Pues asumiré ser un mal vasco, un traidor o lo que toque si por tal se entiende a quien, por incómodo que le resulte, se lo piensa dos veces antes de circular por el carril obligatorio, sea cual sea. Ya he anotado alguna vez que el primer derecho a decidir que reclamo es el individual. Solo autodeterminándonos como personas tendrá sentido que lo hagamos como pueblo. Y que conste que por grandilocuentes que suenen las dos frases anteriores, no son más que humildes opinones. Quizá equivocadas, eso tampoco tengo empacho en admitirlo. Me ha ocurrido en muchas ocasiones creer estar seguro de algo que luego se ha probado exactamente al revés de como lo veía.

Siguiendo ese principio del error probable, les cuento aquí y ahora que aunque la que se desplegó ayer en Iruña es mi bandera, entiendo que no fue ni el momento ni el lugar.

Tontos con bandera

¡Jolines, qué pedazo machotes los centuriones de esa caspa fachendosa que atiende por DENAES! Menuda hazaña entre bélica, patética y pelambrética, subirse al Gorbea desafiando el sirimiri de una mañana festiva otoñal para plantar en la cruz una rojigualda de talla extra grande. Seguramente, en sus porosas meninges tal soplapollez se les antoja una gesta heroica sin par, una arriesgadísima acción de comando desarrollada en la cocina del infierno vascón o cualquier ensoñación patriotera por el estilo. A ver cómo les explicamos que no llega ni a payasada y que si pretendían ofender o asustar, todo lo que han conseguido con su reconquista de la señorita Pepis es que sintamos una mezcla de bochorno, hastío y pena.

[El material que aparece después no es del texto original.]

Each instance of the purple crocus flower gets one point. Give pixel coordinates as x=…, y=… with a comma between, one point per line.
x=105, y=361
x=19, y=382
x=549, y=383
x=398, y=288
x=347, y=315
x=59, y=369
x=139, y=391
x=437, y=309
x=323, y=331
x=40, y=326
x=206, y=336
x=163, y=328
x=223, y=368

Son el descojono estos ultranacionalistas que luego van por ahí mentándole la madre a cualquiera que manifieste su querencia por una tierra o una bandera que no sean las que a ellos les ponen pilongos. Si tuvieran media hostia dialéctica, podríamos tomarnos la molestia de darles a probar una docena de argumentos razonados que desmintieran sus mitos calenturientos de la una y grande. Pero sería echar margaritas a los cerdos. Y peor error aun resultaría jugar con ellos a ver quién es más cenutrio, porque eso es lo único que va buscando esta panda de niños de papá metidos a joseantonianos de pitiminí. Aunque es cierto que disponemos de unos cuantos brutos locales que podrían bajarlos hasta Navalcarnero haciendo pucheritos y con el Dodotis a reventar, si hemos aprendido alguna lección de nuestros días de plomo, lo que procede es dejarles embestir contra la pared. No hay desprecio como no hacer aprecio.

Todo lo más, una sonrisa irónica con cara de no sabes cuánto me aburres o, si es el caso, una columna como la presente para que se encabronen al comprobar que no nos los tomamos ni una migajita en serio. Anda que no tenemos el culo pelado de soportar tontos de baba. Con o sin bandera.